Any Transport over MPLS (AToM) transports Layer 2 packets over an MPLS backbone. AToM uses a directed Label Distribution Protocol (LDP) session between edge routers for setting up and maintaining connections. Forwarding occurs through the use of two level labels that provide switching between the edge routers. The external label (tunnel label) routes the packet over the MPLS backbone to the egress PE at the ingress PE. The VC label is a demuxing label that determines the connection at the tunnel endpoint (the particular egress interface on the egress PE as well as the VLAN identifier for an Ethernet frame).

AToM supports the following like-to-like transport types on the PFC:

  • Ethernet over MPLS (EoMPLS) (VLAN mode and port mode)
  • Frame Relay over MPLS with DLCI-to-DLCI connections
  • ATM AAL5 over MPLS
  • ATM Cell Relay over MPLS

Note Additional AToM types are planned in future releases.

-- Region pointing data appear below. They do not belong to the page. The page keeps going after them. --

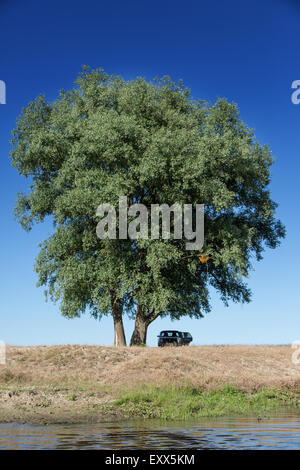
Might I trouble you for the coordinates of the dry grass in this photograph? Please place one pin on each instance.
(248, 368)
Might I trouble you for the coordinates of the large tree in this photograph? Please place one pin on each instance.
(151, 142)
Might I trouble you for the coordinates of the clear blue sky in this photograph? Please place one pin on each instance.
(246, 51)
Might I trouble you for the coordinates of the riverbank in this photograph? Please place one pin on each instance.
(76, 384)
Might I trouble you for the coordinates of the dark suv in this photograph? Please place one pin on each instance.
(170, 337)
(187, 338)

The PFC supports hardware-based EoMPLS and OSM- or Enhanced FlexWAN-based EoMPLS. (Note that Release 12.2SR does not support FlexWAN-based EoMPLS). For more information, see:

http://www.cisco.com/en/US/docs/general/TD_Trash/lczaplys_trash/mpls.html#wp1128955

http://www.cisco.com/en/US/docs/general/TD_Trash/lczaplys_trash/mpls.html#wp1279824

For information on other AToM implementations (ATM AAL5 over MPLS, ATM Cell Relay over MPLS, Frame Relay over MPLS), see this publication:

These sections describe AToM:

AToM Load Balancing

EoMPLS on the PFC does not support load balancing at the tunnel ingress; only one Interior Gateway Protocol (IGP) path is selected even if multiple IGP paths are available, but load balancing is available at the MPLS core.

Understanding EoMPLS

EoMPLS is one of the AToM transport types. AToM transports Layer 2 packets over a MPLS backbone using a directed LDP session between edge routers for setting up and maintaining connections. Forwarding occurs through the use of two level labels that provide switching between the edge routers. The external label (tunnel label) routes the packet over the MPLS backbone to the egress PE at the ingress PE. The VC label is a demuxing label that determines the connection at the tunnel endpoint (the particular egress interface on the egress PE as well as the VLAN identifier for an Ethernet frame).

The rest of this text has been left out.